Facilitating the Gift of Life: One Liver at a Time

Liver donation is a gift of life. For irreversible liver diseases—like cirrhosis and hepatitis, but also congenital diseases present at birth—liver donation can be life-saving. While the results of liver transplantation can be miraculous and curative, equally astonishing is that successful transplantation can occur using just a portion of the donor liver.

“The liver has a defined architecture inside. It looks like a single piece of tissue, but in fact the liver has a highly regimented architecture that segments it into several pieces that can each become a fully independent liver,” says Jean Emond, MD, Chief of Transplantation at Columbia. This unique regenerative ability of the liver means an active, healthy person can donate a portion of their liver without long-lasting consequences. This game-changer in the field of transplantation is called living organ donations, an area that Dr. Emond has pioneered.

Although most transplanted livers in the United States still come from deceased donors, livers from living donors constitute a small, but important percentage of donations.

“The main benefit of receiving a liver transplant from a living donor is the elimination of the waiting time that is common for patients that receive a liver transplant from the waiting list,” says Adam Griesemer, MD, a liver transplant surgeon at Columbia.

Because the mainstay of organ donation is from deceased donors, the waiting time to receive a liver transplant is affected by factors such as organ availability and the viability of the donor organ. Deceased donors tend to be older and more critically ill, which means that their organs may not actually be suitable for transplantation.

“Since livers in the United States are allocated to the sickest patients first, some patients actually have to have a clinical deterioration in order to have a realistic shot of receiving a liver off of the waiting list,” says Dr. Griesemer. “Although nearly 6000 liver transplants are performed in the US per year, approximately the same number of patients each year are removed from the waiting list due to deterioration or die while waiting for their transplant.”

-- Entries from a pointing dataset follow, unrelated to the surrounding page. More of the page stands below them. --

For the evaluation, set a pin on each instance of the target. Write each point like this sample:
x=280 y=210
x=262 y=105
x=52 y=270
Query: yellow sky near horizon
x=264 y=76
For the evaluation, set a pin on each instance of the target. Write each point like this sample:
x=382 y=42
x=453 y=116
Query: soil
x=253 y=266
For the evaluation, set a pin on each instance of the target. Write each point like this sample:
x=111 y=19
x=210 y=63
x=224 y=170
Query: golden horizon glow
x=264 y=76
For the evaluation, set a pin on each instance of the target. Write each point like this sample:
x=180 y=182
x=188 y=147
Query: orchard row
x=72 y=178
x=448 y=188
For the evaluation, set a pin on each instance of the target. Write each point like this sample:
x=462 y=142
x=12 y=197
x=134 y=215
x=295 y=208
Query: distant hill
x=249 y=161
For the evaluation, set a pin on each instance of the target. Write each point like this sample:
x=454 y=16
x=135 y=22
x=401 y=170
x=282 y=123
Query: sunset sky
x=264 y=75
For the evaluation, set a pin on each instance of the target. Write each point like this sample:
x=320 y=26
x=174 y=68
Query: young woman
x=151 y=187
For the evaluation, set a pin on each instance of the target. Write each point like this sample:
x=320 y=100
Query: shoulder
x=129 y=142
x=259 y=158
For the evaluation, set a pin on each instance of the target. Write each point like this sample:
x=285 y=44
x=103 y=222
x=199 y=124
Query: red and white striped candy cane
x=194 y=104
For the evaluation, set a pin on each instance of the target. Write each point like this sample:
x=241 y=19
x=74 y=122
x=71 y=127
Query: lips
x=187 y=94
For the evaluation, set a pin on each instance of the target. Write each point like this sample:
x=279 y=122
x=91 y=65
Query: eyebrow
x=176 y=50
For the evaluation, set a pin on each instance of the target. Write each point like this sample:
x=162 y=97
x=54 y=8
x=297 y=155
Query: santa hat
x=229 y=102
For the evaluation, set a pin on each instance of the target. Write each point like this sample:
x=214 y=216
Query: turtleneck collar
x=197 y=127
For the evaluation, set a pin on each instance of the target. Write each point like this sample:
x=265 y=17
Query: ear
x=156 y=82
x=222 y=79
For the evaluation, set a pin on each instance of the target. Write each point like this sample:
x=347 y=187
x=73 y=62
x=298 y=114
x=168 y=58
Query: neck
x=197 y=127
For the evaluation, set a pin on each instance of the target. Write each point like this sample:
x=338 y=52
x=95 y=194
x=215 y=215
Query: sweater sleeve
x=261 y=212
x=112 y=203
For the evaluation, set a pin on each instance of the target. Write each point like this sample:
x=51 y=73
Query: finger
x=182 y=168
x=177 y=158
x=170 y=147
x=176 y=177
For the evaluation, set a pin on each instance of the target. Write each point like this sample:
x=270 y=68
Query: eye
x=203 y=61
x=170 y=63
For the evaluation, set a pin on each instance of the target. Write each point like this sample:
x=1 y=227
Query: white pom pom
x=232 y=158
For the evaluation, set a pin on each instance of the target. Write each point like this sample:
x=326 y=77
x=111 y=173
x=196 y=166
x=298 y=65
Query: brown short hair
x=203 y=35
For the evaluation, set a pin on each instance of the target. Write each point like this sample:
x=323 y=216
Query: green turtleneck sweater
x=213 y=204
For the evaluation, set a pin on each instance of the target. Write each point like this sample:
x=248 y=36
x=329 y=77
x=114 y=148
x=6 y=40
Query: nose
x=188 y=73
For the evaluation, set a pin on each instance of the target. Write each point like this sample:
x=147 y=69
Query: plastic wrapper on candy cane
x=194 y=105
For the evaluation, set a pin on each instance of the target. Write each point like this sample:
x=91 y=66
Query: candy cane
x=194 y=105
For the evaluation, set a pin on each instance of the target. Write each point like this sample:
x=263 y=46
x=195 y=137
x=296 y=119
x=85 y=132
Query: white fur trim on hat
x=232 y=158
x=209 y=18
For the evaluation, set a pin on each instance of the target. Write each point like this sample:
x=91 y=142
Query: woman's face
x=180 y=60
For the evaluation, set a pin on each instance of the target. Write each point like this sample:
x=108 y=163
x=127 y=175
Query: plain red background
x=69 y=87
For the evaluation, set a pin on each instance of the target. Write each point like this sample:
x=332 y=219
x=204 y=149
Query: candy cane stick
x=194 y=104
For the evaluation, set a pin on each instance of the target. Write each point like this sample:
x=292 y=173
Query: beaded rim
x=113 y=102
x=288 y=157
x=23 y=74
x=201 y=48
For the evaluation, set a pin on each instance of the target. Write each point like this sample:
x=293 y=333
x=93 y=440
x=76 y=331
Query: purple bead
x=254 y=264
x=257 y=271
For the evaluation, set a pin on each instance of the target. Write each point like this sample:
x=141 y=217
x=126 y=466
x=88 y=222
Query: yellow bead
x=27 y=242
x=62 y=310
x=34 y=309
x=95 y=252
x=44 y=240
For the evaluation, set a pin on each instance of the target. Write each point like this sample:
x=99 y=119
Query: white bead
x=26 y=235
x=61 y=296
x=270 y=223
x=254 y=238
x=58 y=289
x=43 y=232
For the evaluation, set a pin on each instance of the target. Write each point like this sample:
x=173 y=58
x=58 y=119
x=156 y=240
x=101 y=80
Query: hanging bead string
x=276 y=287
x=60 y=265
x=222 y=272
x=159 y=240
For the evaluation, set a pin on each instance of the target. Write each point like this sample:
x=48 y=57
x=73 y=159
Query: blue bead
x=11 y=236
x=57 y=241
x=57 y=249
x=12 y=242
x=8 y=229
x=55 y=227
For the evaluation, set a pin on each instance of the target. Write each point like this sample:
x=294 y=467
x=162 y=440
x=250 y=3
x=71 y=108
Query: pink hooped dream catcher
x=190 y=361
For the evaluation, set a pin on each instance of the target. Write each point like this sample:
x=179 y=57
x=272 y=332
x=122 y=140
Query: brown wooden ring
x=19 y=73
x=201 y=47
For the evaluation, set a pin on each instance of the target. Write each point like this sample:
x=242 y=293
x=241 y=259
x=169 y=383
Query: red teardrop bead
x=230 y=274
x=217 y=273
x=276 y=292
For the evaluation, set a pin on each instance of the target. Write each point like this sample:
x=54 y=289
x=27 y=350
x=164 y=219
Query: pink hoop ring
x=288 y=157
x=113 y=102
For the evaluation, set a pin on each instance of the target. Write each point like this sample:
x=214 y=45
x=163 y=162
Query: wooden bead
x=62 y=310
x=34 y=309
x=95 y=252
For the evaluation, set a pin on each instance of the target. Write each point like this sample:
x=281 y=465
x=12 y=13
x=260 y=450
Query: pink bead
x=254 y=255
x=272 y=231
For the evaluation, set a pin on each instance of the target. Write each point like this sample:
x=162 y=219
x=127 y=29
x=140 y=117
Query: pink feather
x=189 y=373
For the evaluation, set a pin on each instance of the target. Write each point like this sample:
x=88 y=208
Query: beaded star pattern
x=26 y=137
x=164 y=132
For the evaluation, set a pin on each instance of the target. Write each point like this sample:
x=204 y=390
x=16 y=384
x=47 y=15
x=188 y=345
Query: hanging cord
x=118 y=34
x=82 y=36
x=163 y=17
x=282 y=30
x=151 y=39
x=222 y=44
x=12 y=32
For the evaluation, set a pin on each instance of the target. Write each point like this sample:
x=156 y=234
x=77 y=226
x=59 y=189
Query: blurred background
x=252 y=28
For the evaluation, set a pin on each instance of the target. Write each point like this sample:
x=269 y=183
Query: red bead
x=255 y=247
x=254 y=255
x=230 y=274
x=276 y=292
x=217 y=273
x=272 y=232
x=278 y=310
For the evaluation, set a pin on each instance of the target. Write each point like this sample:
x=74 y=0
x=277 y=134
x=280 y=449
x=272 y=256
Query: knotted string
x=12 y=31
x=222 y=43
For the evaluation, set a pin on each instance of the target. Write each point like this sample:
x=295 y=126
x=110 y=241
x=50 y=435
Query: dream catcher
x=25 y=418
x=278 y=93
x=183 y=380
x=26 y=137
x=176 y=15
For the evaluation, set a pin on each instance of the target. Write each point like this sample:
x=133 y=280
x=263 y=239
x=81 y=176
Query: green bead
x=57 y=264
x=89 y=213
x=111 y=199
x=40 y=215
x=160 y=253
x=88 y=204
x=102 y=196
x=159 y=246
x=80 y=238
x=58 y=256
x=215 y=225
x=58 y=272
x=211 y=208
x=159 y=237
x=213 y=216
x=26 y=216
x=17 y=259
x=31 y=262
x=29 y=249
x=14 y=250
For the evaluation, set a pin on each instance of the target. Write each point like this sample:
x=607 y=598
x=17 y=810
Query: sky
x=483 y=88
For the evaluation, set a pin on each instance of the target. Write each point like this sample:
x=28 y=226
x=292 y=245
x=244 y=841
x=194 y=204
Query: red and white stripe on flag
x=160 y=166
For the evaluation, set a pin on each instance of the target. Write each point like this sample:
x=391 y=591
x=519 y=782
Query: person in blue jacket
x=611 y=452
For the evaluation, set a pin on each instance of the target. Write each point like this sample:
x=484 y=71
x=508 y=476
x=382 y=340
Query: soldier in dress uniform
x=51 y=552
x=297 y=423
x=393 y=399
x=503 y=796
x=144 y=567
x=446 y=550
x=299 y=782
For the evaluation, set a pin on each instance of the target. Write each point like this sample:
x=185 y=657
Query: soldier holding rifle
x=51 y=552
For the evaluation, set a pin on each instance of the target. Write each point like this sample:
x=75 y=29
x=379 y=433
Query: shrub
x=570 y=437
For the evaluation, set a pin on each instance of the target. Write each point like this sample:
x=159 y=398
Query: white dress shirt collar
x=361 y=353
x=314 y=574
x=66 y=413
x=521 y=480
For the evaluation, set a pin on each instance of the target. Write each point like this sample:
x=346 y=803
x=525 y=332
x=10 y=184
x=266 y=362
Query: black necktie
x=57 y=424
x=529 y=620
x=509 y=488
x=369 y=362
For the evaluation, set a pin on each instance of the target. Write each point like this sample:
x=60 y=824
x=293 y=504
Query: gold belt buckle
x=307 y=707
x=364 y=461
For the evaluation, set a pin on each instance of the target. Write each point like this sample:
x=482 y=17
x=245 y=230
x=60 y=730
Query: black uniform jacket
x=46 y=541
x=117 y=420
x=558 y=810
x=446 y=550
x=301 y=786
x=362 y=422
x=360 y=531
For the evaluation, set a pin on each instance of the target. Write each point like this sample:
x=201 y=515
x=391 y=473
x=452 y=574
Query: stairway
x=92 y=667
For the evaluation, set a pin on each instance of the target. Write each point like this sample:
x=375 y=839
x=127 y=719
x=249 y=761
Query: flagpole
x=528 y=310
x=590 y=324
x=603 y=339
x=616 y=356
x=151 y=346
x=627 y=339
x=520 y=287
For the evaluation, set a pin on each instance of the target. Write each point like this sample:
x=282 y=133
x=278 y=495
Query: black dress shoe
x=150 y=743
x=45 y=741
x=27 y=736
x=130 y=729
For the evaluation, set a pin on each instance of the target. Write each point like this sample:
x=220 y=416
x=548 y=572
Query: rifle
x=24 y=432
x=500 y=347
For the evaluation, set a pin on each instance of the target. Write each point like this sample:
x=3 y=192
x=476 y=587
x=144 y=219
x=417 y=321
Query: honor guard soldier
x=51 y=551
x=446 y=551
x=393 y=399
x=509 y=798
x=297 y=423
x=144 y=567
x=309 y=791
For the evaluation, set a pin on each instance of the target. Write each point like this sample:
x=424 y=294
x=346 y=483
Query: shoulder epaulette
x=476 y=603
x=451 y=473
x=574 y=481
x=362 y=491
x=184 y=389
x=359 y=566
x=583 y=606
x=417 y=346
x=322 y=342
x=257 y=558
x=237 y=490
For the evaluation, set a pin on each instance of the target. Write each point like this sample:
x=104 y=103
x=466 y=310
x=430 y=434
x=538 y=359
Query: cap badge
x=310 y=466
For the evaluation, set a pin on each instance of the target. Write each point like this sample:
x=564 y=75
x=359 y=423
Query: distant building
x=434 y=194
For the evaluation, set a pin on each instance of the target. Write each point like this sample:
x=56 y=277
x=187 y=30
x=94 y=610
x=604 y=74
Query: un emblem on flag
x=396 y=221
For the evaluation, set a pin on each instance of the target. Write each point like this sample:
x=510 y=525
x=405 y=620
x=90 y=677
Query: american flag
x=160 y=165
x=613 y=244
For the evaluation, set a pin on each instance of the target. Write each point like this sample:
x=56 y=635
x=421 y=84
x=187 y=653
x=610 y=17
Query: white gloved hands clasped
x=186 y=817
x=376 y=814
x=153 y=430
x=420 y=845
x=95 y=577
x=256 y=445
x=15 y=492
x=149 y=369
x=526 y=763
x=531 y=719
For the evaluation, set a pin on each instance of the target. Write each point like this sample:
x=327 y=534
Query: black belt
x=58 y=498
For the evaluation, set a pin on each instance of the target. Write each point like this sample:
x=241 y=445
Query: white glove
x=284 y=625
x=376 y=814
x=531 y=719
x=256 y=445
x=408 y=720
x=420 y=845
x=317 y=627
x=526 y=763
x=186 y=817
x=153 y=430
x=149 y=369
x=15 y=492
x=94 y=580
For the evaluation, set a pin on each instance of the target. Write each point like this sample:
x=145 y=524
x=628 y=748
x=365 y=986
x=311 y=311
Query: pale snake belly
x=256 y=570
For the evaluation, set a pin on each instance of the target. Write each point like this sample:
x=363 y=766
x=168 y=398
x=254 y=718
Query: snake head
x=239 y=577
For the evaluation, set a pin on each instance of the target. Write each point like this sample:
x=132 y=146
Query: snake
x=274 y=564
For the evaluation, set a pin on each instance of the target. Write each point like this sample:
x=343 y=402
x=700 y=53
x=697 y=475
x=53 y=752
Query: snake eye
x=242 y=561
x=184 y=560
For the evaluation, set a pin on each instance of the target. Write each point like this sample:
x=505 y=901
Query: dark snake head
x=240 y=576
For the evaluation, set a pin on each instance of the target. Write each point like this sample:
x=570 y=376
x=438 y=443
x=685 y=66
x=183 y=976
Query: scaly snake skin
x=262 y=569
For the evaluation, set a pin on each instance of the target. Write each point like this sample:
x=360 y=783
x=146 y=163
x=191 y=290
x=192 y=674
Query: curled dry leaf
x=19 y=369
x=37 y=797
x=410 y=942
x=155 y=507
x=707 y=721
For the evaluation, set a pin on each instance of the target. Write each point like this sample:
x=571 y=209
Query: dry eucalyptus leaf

While a small percentage of liver donations, living donors offer substantial advantages over deceased donors: reduced waiting time and fewer potential complications from liver transplantation.

“Living donors are selected carefully. They’re healthy people, and they go through an extensive medical screening to make sure they are able to donate with a very high degree of safety,” says Dr. Emond.  Through medical imaging and 3D modeling, transplant surgeons can carefully plan which part of the donor liver is best for transplantation and safe for the donor.

Because living donors are healthy, and the conditions for obtaining the liver tissue are optimized, the results of living donor liver transplantation are generally better than deceased donor transplantation in terms of both immediate outcomes and long-term survival.

“The donors are loved ones, usually, close friends, and in many cases, anonymous—what we call ‘altruistic donors’ who come forward wanting to save a life,” says Dr. Emond.

“Often, the greatest barrier is the recipient is hesitant to ask another person to undergo a surgery. However, it is surprising how many people respond favorably once approached about the possibility of being a donor,” says Dr. Griesemer.

Without liver transplantation, 5-year survival rates can be below 5 percent, depending on the severity of the liver disease. With a living donor liver transplant, the 3-year survival rates for adult patients can reach 96.67 percent. For children receiving transplants, the 3-year survival rates near 100 percent.

“These donors have done heroic, memorable sacrifice to save the lives of their families and loved ones, and we can’t express our gratitude and appreciation for what they’ve done,” says Dr. Emond.

Dr. Griesemer agrees. “The best aspect of the living donor liver program is working with the donors. It is an honor to be able to facilitate their gift of life to another human being.”